# Permanently Set Print Size and Orientation for Individual Worksheet in Excel 2003



## johnlovesbeer (Dec 20, 2009)

Hi Everyone,

How do I go about changing defaults or setting up a permanent print orientation and size for a particular worksheet which will be used on 9 different PC's. I've already set the print area, as the whole sheet doesn't need to be printed, but I need the printed area to fit across a landscape sheet. The number of sheets to be printed will vary as the people using the workbook will be viewing different row amounts to each other. I just need to have it set up so when they choose to print they don't have to set up the page themselves, they just click "Print" and away they go. Can I somehow 'lock' print option selections to the sheet?

Cheers,

JLB.


----------



## gistek (May 8, 2007)

Once you set the print options in Page Setup they should remain associated with that worksheet no matter what pc it's opened on. 

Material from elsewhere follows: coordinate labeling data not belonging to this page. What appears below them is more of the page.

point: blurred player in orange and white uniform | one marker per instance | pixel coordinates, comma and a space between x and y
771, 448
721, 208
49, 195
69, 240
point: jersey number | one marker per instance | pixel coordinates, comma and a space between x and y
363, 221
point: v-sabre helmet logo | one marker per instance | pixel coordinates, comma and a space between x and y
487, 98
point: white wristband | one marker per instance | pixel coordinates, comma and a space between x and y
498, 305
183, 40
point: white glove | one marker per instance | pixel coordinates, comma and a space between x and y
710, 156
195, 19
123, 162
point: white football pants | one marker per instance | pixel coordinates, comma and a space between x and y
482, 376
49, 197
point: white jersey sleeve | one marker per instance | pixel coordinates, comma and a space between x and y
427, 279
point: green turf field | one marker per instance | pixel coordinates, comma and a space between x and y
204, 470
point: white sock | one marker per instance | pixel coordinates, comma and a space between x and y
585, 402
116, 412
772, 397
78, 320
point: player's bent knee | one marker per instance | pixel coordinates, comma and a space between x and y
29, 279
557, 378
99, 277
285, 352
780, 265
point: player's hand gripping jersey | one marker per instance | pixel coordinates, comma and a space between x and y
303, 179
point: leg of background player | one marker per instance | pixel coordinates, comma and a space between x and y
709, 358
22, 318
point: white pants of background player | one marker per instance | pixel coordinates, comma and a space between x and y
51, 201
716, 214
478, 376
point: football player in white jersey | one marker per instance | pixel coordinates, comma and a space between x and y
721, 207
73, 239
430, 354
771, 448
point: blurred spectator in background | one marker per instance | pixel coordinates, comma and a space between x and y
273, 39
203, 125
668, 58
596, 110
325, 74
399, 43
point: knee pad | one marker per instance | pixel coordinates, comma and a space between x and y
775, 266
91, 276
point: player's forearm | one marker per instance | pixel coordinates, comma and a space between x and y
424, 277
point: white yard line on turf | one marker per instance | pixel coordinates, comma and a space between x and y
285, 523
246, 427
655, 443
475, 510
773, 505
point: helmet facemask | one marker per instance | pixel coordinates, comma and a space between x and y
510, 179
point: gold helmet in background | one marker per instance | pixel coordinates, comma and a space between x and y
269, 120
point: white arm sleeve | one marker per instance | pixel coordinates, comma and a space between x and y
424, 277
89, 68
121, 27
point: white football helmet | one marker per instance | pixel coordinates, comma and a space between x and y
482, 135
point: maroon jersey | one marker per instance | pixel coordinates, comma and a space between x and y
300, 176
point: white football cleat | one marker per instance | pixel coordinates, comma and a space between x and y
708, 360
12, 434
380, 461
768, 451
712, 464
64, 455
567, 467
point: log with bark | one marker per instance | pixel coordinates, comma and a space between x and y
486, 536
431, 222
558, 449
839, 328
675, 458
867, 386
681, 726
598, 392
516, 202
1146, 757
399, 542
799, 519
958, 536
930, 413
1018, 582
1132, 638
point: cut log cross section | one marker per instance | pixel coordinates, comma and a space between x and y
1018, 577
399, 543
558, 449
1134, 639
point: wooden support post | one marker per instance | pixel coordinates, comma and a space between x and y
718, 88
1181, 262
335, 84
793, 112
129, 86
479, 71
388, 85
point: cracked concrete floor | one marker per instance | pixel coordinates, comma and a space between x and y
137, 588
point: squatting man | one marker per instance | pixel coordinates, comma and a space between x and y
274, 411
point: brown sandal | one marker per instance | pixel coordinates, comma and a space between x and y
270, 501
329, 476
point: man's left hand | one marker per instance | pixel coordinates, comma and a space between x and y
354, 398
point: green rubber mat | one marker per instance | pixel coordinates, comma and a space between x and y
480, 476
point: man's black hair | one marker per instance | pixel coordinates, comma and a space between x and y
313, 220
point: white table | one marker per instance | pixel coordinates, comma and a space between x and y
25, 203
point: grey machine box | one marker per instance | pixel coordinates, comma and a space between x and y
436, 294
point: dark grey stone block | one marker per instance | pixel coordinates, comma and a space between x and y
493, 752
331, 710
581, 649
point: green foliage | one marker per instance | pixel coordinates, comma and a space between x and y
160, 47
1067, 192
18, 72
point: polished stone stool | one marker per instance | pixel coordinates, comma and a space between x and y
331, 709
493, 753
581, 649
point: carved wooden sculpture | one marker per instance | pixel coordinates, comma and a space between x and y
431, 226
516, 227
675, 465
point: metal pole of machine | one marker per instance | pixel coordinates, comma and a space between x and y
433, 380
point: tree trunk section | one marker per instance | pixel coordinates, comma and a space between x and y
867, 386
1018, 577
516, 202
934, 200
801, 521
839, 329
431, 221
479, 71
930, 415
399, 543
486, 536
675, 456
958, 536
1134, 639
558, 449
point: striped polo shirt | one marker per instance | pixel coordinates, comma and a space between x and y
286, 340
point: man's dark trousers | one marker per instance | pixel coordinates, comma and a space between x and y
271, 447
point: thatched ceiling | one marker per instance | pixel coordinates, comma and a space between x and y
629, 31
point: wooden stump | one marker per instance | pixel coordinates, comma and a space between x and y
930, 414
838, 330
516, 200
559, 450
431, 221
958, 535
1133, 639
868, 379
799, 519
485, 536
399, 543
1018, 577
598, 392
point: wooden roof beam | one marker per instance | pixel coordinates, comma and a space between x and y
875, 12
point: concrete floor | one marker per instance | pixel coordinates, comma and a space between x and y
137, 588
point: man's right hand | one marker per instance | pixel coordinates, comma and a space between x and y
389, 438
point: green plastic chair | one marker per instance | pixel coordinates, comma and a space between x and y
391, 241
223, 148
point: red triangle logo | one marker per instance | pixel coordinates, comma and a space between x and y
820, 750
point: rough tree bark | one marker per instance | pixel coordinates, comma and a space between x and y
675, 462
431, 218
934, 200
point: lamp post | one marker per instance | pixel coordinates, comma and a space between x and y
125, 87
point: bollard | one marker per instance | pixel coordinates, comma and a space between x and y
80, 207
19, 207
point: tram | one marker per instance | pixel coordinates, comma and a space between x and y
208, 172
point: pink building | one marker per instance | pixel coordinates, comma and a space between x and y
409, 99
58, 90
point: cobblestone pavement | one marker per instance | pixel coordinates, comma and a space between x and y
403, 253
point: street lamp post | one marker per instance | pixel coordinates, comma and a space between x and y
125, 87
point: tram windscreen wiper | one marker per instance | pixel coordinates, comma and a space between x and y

I'm not sure about locking them, but there might be something available under "Protect worksheet or workbook elements" in help.


----------



## Glaswegian (Sep 16, 2005)

Hi and welcome.

As gistek says, they should remain the same. I often use a macro to set specific parameters, such as footer information so that users can't mess about with them. In the visual basic editor, search for 'pagesetup' and you'll find plenty of options available.


----------